Lennart: Die Instrumentalaufnahmen sind größtenteils im Proberaum entstanden, das war so unser Coronaprojekt, aus dem dann das Album wurde. Wir hatten aber nicht geplant, damit ins Studio zu gehen, das hat sich erst später ergeben und wir sind unheimlich froh, dass wir das gemacht haben. Luis hat aus unseren bescheidenen Aufnahmen wirklich nochmal alles rausgeholt. Im Studio haben wir dann den Gesang und die Overdubs gemacht.
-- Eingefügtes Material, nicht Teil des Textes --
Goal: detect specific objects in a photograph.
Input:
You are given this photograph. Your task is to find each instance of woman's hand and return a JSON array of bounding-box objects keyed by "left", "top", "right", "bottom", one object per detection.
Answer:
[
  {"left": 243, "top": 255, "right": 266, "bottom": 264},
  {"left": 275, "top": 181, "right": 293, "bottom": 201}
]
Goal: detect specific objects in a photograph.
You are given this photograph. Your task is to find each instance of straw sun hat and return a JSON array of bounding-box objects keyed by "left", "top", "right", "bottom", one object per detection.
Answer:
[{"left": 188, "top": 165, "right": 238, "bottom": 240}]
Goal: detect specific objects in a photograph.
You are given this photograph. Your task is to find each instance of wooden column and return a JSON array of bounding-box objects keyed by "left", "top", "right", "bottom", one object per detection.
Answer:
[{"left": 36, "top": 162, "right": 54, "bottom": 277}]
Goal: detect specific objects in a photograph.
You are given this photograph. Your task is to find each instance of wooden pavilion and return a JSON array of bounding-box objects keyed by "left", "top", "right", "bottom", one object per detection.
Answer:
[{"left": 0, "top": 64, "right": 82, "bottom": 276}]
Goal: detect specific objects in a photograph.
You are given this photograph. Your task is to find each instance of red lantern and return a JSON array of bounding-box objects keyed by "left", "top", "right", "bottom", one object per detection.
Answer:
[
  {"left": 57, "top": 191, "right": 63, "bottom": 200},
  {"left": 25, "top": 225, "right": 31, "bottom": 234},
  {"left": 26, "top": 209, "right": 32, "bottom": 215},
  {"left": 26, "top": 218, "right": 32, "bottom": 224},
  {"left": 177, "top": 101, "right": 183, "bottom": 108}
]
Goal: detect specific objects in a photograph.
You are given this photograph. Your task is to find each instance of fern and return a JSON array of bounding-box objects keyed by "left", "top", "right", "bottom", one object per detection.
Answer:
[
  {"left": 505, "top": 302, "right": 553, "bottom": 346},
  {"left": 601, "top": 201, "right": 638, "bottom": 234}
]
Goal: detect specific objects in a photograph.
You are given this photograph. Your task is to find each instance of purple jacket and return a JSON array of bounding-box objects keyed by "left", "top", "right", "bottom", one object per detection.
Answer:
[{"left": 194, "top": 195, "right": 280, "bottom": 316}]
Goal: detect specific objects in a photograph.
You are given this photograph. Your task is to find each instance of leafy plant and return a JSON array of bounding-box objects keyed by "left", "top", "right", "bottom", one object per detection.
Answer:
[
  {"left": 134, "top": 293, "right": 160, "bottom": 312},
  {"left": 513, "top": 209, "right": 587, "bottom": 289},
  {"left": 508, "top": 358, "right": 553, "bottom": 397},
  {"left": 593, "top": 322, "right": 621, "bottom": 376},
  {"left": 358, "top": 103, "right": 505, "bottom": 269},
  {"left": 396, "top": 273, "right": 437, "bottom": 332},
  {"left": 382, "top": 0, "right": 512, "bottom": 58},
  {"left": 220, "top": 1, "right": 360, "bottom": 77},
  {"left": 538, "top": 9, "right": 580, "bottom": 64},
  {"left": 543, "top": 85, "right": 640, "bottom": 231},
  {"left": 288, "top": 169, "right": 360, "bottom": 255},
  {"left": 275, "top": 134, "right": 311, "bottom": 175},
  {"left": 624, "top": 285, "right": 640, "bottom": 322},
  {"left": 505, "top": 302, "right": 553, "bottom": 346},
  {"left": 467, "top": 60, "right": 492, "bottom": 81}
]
Claus: Da haben Björn und Luis auch sehr viel beigesteuert, das war nochmal ein sehr kreativer Prozess. Wir wussten manchmal gar nicht, was gerade passiert und auf einmal hatte Lennart einen Bass in der Hand oder saß am Klavier, obwohl er beides noch nie gemacht hat. Das wirkt dann für einen Moment sehr chaotisch und für uns sehr erfrischend, nachdem wir die Songs schon 100 Mal gehört hatten. Abgesehen davon haben die beiden auch selbst Musik und Gesang beigesteuert, das war auch auf der Ebene gut, die Songs nochmal aus der Hand zu geben.
Lennart: Und wenn Björn wie ein verschrobener Apotheker in seinem Effektschrank verschwindet und dann einzelne Spuren durch irgendwelche Pedale schickt, merkt man erst, dass dieser eine dezent untergerührte Sound dem Lied noch gefehlt hat. Da hat er einfach ein tolles Gespür für. Das macht großen Spaß.
Wo kann man eure Musik kaufen und wo kann man euch mal live sehen?
Claus: Unser Album gibt es bei Mörtel Sounds auf Bandcamp als Tape zu kaufen. Wenn man Glück hat, kann man Jelle von Mörtel auch direkt ansprechen und er zaubert dann ein Tape aus seiner Brusttasche, das haben wir auch schon beobachten können, der braucht demnächst so einen Bauchladen. Außerdem ist das Tape auch in ein paar Läden zu finden, da habe ich aber gerade keine Übersicht. Sonst sind wir auch auf allen anderen Plattformen online zu finden.
Lennart: Live sind wir das nächste Mal am 14.10.2022 in Lippstadt und im Dezember wieder in Köln, sehen aber zu, dass wir jetzt nochmal wieder etwas mehr spielen können.